When an acc clause appears in an XMP loop directive with a reduction clause, the directive performs a reduction operation for the variable specified in the reduction clause on accelerator memory.
Restriction
-
In an OpenACC compute region, no XMP directives except for loop directive without reduction clauses is allowed.
-
In an OpenACC compute region, the parameter (i.e., the lower bound, upper bound, and step) of the target loop must remain unchanged.
-
An acc clause can be specified in an XMP loop directive only when a reduction clause is also specified.
Example 1
In lines 2–6 of Fig. 5, the directives declare global arraysa and b. In line 8, the copy clause on the parallel directive transfers a and b from host memory to accelerator memory. In lines 8–9, the parallel directive and XMP loop directive parallelize the following loop on an accelerator within a node and among nodes, respectively.
Example 2
In lines 2–5 of Fig. 6, the directives declare a global arraya. In line 7, the copy clause on the parallel directive transfers a and a variable sum from host memory to accelerator memory. In lines 7–8, the parallel directive and XMP loop directive parallelize the following loop on an accelerator within a node and in among nodes, respectively. After finishing the calculation of the loop, the OpenACC reduction clause and the XMP reduction clause with acc in lines 7–8 perform a reduction operation for sum first on the accelerator within a node and then among all nodes.

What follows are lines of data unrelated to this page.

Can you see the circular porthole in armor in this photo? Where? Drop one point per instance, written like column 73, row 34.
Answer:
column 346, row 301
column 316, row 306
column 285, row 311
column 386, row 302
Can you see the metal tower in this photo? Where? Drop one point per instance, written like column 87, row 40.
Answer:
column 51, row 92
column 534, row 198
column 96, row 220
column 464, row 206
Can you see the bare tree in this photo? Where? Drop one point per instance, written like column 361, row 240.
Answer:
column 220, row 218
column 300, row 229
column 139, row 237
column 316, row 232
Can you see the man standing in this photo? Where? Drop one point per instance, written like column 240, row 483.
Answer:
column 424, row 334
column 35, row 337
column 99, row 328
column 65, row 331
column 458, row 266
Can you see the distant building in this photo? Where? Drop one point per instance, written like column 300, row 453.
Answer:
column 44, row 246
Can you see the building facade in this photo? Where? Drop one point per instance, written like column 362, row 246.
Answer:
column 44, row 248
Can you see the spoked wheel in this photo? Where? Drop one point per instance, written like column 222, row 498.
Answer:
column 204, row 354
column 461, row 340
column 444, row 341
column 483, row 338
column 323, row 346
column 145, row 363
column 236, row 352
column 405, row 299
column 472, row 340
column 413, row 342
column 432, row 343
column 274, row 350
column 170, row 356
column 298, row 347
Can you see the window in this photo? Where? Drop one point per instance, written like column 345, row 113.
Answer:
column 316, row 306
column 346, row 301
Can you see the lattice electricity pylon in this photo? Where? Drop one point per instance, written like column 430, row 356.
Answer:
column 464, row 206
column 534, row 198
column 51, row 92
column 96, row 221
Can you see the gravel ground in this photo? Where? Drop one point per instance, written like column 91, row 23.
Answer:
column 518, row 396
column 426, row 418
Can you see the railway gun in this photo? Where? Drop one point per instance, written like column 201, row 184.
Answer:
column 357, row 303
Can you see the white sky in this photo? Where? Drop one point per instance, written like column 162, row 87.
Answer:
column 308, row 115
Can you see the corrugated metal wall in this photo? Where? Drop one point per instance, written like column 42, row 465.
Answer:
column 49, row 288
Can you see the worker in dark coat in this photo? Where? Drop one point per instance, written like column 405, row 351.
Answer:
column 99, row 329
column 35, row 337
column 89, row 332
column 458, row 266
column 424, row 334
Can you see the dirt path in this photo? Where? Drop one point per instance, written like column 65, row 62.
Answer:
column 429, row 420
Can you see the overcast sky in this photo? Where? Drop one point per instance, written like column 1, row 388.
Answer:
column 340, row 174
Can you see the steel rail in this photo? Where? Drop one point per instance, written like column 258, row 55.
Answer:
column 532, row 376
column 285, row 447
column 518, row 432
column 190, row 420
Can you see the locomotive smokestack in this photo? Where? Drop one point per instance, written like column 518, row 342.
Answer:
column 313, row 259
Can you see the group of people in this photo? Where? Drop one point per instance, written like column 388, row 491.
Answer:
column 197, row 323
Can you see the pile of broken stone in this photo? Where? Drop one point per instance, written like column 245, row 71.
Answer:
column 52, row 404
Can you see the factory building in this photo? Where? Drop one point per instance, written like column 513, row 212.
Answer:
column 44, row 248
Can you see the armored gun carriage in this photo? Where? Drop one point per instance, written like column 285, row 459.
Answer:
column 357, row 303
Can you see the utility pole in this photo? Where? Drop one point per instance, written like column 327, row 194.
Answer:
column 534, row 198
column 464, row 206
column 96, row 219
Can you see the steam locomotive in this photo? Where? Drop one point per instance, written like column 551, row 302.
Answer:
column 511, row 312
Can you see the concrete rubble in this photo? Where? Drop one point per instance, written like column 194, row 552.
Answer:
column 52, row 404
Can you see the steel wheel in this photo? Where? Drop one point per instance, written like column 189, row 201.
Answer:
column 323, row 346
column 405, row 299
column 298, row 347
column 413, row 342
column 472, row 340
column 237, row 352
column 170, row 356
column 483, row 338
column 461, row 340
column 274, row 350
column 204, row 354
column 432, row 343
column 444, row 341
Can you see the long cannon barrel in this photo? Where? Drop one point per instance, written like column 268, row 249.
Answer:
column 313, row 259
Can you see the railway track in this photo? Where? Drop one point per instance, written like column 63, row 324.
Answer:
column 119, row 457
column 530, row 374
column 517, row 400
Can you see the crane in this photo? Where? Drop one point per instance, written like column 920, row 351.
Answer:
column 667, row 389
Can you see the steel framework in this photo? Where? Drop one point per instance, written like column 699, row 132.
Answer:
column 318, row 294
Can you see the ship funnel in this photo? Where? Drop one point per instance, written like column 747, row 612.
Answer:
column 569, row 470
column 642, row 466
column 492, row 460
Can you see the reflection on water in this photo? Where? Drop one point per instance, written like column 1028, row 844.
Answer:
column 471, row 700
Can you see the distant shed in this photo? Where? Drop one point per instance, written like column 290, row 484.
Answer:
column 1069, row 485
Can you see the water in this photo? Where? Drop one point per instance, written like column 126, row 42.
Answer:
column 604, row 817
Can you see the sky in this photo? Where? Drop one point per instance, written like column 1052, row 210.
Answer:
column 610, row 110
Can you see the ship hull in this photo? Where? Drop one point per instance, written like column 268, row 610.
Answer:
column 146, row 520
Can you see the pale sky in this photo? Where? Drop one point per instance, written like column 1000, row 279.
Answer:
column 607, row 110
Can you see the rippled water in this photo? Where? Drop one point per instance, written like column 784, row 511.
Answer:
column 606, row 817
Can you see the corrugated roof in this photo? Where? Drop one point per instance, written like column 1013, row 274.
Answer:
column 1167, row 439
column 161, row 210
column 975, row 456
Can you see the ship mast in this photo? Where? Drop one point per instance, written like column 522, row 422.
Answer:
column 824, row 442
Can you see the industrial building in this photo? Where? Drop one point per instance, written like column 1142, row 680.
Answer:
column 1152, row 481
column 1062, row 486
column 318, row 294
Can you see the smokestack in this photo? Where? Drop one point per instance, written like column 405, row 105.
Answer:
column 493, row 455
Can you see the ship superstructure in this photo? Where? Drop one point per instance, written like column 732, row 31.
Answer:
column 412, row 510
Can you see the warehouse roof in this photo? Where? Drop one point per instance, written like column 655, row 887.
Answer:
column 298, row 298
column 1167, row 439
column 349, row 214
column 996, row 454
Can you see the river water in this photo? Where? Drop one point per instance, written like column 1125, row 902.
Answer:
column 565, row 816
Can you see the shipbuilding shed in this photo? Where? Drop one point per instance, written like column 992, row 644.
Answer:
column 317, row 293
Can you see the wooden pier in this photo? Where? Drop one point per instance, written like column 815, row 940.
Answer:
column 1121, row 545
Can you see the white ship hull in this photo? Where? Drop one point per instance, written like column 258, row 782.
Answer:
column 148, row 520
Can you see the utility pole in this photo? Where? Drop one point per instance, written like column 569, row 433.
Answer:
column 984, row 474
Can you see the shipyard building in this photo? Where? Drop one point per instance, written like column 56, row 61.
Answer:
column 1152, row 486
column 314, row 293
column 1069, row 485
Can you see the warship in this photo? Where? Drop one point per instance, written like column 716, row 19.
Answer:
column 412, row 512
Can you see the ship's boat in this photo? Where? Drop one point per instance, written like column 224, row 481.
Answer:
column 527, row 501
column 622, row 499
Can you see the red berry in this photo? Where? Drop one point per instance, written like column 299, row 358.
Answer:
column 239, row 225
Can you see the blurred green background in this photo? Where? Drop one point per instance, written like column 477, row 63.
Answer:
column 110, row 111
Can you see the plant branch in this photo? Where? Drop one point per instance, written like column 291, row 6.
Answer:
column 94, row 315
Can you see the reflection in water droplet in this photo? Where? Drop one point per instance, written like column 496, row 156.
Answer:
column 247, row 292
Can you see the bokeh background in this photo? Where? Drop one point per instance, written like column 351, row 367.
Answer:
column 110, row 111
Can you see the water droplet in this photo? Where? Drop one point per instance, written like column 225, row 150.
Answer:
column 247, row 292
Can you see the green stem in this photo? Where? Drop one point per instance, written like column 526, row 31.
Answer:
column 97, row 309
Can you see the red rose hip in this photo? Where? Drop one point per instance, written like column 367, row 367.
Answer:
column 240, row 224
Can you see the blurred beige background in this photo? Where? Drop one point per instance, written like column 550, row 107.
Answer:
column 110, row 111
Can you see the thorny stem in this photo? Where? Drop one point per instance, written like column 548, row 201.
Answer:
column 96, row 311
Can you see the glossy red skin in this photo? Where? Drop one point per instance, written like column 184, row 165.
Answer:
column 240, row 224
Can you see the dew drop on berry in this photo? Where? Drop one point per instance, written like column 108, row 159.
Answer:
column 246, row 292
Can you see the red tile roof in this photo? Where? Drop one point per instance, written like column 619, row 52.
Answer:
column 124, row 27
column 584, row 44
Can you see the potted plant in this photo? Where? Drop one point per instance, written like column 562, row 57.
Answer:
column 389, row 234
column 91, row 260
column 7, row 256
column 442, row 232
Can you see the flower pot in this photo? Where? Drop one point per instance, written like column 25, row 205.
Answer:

2.3 Data Communication and Synchronization
When an acc clause is specified in an XMP’s communication and synchronization directive, the directive works for the data on accelerator memory to transfer it.
The acc clause can be specified on the following XMP’s communication and synchronization directives:
-
reflect
-
gmove
-
barrier
-
reduction
-
bcast
-
wait_async
Note that while a gmove directive with acc and coarray features can perform communication both between accelerators and between accelerator and host memory that may be on different nodes, other directives with acc can perform communication only between accelerators.
Example
In lines 2–5 of Fig. 7, the directives declare a global arraya. In line 6, the shadow directive allocates the shadow areas of a. In line 8, the enter data directive transfers a with the shadow areas from host memory to accelerator memory. In line 9, the reflect directive updates the shadow areas of the distributed arraya on accelerator memory on all nodes.
2.4 Coarrays
In XACC, programmers can specify one-sided communication (i.e., put and get operation) for data on accelerator memory using coarray features. A combination of coarray and the host_data construct enables one-sided communication between accelerators.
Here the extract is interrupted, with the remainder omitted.